Kamis, 10 November 2011

Hasil ‘Reshuffle’ Mengecewakan

Dimuat di Lampung Post, Kamis, 10 November 2011 

Oleh: Vivit Nur Arista Putra


Menjawab permintaan publik untuk menyusun kabinet ahli, hasil reshuffle kabinet ternyata tak membuat puas banyak pihak. Presiden Susilo Bambang Yudhoyono terkesan menerapkan politik akomodasi dan memasukkan kalangan profesional. Keputusan politik SBY tak tegas, lantaran tersandera kontrak politik dengan mitra koalisinya. Memang benar, SBY memiliki modal politik suara rakyat 60% lebih dari penduduk Indonesia yang mendukung dirinya. Namun, Presiden terpilih tetap membutuhkan dukungan politik di parlemen untuk melicinkan kebijakan pemerintahannya. Oleh sebab itu, berkoaliasi menjadi niscaya. Koalisi tanpa kontrak politik yang jelas inilah akhirnya mencuatkan politik saling sandera. Malangnya karena adanya jabatan ganda, seperti menjadi menteri sekaligus pimpinan partai politik. Ihwal ini membuat loyalitas ganda. Para menteri menjadi tak setia kepada Presiden, tetapi orientasi terpecah ketika juga harus menghidupi partainya dengan memanfaat posisi di kementeriannya. Buktinya, berulang kali SBY mengeluh mengenai menteri yang tak patuh pada instruksinya. 

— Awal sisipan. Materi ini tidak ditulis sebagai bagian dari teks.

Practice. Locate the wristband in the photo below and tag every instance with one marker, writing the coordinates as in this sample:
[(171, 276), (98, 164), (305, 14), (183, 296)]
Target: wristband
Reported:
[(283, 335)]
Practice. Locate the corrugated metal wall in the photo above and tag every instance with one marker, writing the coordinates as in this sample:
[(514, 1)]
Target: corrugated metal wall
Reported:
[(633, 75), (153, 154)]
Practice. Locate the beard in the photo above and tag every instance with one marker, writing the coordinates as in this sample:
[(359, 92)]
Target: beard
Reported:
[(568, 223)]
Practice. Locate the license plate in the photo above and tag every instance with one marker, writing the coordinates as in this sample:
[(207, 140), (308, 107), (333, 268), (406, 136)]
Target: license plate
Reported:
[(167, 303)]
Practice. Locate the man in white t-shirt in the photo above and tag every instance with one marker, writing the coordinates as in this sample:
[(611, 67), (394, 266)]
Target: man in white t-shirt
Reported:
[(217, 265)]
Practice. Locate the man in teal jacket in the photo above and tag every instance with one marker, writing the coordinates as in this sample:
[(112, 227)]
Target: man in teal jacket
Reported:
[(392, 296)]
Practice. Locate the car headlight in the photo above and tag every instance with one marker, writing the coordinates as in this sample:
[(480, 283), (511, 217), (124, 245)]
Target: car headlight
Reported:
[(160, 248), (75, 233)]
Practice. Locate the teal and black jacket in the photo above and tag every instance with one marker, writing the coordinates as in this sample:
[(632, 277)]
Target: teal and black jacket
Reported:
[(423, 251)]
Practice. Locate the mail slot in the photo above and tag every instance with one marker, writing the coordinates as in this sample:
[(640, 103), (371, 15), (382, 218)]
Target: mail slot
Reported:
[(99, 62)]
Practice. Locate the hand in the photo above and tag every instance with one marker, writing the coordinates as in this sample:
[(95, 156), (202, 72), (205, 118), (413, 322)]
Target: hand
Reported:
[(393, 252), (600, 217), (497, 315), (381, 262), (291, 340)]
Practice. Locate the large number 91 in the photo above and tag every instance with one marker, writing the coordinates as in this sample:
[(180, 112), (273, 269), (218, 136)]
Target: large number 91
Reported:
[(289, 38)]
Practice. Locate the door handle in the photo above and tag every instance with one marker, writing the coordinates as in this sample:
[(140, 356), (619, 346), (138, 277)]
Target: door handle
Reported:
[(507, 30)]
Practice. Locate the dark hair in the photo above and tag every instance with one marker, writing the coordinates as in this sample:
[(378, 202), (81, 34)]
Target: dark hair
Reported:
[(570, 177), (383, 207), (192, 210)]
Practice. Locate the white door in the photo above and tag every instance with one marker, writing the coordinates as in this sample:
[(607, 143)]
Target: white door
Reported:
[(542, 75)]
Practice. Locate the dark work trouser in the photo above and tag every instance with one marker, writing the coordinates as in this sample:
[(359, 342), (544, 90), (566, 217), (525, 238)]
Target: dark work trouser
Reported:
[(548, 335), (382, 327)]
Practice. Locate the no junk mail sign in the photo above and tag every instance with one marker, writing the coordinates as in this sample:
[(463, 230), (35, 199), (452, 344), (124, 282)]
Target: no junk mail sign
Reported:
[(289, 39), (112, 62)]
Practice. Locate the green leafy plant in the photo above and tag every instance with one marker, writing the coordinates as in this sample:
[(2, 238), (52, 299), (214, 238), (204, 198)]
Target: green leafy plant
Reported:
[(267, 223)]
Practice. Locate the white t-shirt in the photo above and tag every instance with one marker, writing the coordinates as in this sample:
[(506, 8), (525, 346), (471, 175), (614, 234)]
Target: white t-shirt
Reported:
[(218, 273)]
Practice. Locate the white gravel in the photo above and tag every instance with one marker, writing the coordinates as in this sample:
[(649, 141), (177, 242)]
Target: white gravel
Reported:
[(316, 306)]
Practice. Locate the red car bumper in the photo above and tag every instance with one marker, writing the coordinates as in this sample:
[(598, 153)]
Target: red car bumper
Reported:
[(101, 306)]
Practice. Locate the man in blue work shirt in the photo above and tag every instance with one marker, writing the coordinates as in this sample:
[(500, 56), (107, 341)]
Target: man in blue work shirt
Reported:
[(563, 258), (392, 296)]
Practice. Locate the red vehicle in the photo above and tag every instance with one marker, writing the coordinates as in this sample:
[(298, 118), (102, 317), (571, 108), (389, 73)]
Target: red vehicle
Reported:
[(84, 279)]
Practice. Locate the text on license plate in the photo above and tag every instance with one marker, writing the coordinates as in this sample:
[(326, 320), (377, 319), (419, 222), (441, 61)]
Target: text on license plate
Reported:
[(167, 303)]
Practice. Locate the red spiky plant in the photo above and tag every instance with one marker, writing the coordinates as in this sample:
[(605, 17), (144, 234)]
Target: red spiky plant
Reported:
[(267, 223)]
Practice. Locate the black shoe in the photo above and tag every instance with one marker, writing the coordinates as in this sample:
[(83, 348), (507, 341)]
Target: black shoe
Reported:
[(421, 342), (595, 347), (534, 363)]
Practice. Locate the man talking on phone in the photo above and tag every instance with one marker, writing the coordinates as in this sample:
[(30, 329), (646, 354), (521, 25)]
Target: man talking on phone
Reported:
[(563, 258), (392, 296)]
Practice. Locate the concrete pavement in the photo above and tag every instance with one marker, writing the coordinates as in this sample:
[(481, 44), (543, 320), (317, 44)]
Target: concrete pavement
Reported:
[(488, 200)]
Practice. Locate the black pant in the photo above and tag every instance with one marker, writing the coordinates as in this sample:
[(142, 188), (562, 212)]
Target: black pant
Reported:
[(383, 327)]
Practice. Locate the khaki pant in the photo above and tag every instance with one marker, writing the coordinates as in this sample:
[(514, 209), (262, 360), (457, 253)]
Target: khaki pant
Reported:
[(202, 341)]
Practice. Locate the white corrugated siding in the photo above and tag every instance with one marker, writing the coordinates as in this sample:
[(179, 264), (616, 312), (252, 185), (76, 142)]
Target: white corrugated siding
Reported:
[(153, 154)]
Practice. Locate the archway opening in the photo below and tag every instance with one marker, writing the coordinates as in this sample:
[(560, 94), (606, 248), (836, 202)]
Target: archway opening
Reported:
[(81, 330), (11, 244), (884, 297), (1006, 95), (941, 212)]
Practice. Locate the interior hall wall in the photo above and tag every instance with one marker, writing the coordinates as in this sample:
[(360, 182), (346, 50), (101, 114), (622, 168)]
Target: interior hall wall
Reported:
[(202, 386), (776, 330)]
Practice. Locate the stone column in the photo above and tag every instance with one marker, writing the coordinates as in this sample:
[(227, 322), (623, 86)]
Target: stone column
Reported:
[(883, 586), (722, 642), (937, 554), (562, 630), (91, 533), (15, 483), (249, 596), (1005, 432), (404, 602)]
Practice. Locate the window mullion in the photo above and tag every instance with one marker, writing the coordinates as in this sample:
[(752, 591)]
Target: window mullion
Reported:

Padahal, seharusnya ketika kader partai politik menjadi menteri, sebaiknya dia melepaskan amanah di parpolnya dan mewakafkan diri sepenuhnya untuk kemajuan bangsa dan negara. Inilah problem internal pemerintahan yang sesungguhnya. Sehingga, ketika pengumuman perombakan kabinet, sebagian khalayak merasa kecewa karena ada menteri yang berkinerja lumayan bagus diganti orang yang tidak mempunyai latar belakang relevan sesuai pos kementeriannya. Hal ini sangat kontradiktif, seperti Jero Wacik (kader Demokrat) yang tak berpengalaman mengurus bidang energi diposisikan sebagai menteri ESDM terbaru. Ada dugaan kementerian yang terkenal "basah" ini dijadikan partai penguasa lahan garapan proyek-proyek besar di dalamnya untuk supporting financial party. Sementara, dosen Universitas Cenderawasih, Balthasar Kambuaya yang seorang ekonom, malah diminta menjadi menteri Lingkungan Hidup. Terkesan SBY hanya mengakomodasi representasi geografis, setelah Freddy Numberi dipindah agar tak menimbulkan gejolak sosial mengingat Papua merupakan salah satu daerah pemantik konflik. Lebih heran lagi, Fadel Muhammad yang mendapat rapor bagus ketika menjadi gubernur Gorontalo dan tak termasuk kementerian yang nilainya jeblok versi UKP4 malah diganti pengurus Golkar lainnya Sharif Cicip Sutarjo. 

Ada kemungkinan Fadel adalah tumbal konflik internal partai beringin agar kelak popularitasnya tak naik dan menyaingi ketua umum dalam konvensi internal capres Golkar 2014. Maklum, terkenang sejarah di parpol pengusung Orba ini seorang ketua umum pernah dikalahkan Wiranto dalam konvensi internal capres 2004 kala itu. Hal inilah yang agaknya diantisipasi Aburizal Bakrie agar tak terulang. Perombakan Menteri Hukum dan HAM Patrialis Akbar ke Amir Syamsudin pun sarat tendensi. Bisa jadi rezim pemerintah ingin mengamankan kasus Century, mengingat bukti terbaru yang ditemukan BPK harus ditindaklanjuti melalui koordinasi KPK dan Kemenkumham. Yang lebih mengecewakan sosok Muhaimin Iskandar dan Andi Mallarangeng yang terseret kasus korupsi masih saja aman. 

Hal ini sangat bertolak belakang dengan keinginan publik agar mereka mundur. Kendati demikian, pemilihan tokoh profesional ke kabinet pun ada yang tepat seperti Dahlan Iskan di pos menteri BUMN atau Gita Wiryawan sebagai menteri perdagangan. Isu reshuffle ini hanya akan dipandang sebagai adegan drama agar pemerintah terkesan mengurus rakyatnya. Padahal, selama itu warga negara ditelantarkan lantaran selama dua pekan para menteri dilarang mengeluarkan kebijakan strategis karena menunggu momentum pergantian jabatan. Sementara bagi wong cilik, pergantian jajaran menteri tak ada pengaruhnya dan akan percuma jika tak memberikan dampak lebih positif ketimbang menteri sebelumnya.